Spatial Assembly: Generative Architecture With Reinforcement Learning, Self Play and Tree Search
This work addresses the challenge of automated spatial assembly generation for architects, but it appears incremental as it builds on existing procedural generation and reinforcement learning techniques.
The authors tackled the problem of generating spatial assemblies in architecture design by combining reinforcement learning, self-play, and tree search with procedural generation algorithms, resulting in a method that learns policies to maximize designer objectives, though no concrete performance numbers are provided.

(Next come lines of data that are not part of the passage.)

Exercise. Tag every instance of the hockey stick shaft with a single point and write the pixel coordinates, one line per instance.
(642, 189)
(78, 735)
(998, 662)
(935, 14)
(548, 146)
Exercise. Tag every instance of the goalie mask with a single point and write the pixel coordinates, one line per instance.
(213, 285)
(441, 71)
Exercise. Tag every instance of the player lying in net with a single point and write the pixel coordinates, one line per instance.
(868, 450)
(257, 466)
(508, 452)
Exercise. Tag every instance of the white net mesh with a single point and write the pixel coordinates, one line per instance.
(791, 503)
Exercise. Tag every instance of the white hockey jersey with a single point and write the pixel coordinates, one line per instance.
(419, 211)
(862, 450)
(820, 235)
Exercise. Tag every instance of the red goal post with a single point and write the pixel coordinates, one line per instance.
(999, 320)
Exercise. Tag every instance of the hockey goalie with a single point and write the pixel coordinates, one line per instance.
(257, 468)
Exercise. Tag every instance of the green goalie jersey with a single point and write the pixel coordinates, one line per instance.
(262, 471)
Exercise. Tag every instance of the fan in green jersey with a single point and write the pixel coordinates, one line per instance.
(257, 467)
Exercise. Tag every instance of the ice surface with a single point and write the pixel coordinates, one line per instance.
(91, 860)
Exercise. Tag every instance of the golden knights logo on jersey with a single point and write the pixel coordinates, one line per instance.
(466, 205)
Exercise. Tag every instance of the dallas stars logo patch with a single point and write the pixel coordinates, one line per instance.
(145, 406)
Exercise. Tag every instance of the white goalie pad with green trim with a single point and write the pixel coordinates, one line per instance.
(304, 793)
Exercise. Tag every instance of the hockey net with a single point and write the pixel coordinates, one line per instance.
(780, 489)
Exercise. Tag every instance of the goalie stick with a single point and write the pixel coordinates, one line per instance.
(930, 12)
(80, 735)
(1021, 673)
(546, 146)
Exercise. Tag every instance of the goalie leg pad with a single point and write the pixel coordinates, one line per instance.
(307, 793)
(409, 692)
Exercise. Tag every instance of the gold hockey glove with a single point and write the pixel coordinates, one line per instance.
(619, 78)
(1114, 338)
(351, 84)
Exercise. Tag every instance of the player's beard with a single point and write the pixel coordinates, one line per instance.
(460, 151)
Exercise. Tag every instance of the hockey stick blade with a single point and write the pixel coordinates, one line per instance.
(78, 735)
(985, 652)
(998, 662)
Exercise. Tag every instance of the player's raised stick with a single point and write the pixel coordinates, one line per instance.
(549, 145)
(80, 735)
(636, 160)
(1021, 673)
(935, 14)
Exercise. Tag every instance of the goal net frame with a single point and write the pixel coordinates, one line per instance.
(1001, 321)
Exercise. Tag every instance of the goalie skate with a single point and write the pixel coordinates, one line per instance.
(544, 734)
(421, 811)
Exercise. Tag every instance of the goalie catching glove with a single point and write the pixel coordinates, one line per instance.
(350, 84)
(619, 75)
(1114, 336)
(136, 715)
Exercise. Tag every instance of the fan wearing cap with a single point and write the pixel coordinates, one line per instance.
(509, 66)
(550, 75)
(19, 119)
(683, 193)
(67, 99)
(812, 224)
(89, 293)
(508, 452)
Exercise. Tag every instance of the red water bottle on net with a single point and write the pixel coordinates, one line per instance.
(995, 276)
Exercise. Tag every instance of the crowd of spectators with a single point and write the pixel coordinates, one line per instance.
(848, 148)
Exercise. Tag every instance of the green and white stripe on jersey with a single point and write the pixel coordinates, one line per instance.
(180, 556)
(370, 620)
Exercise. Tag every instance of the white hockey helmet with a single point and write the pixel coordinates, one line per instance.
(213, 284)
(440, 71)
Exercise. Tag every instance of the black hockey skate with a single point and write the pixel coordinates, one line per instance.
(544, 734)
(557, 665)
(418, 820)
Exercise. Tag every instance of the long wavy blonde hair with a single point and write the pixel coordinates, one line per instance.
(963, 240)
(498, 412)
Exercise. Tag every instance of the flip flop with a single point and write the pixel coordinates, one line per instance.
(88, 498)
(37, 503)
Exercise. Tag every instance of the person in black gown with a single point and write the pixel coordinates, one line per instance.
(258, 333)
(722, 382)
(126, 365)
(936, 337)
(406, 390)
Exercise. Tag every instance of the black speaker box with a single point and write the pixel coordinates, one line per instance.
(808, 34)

With this work, we investigate the use of Reinforcement Learning (RL) for the generation of spatial assemblies, by combining ideas from Procedural Generation algorithms (Wave Function Collapse algorithm (WFC)) and RL for Game Solving. WFC is a Generative Design algorithm, inspired by Constraint Solving. In WFC, one defines a set of tiles/blocks and constraints and the algorithm generates an assembly that satisfies these constraints. Casting the problem of generation of spatial assemblies as a Markov Decision Process whose states transitions are defined by WFC, we propose an algorithm that uses Reinforcement Learning and Self-Play to learn a policy that generates assemblies that maximize objectives set by the designer. Finally, we demonstrate the use of our Spatial Assembly algorithm in Architecture Design.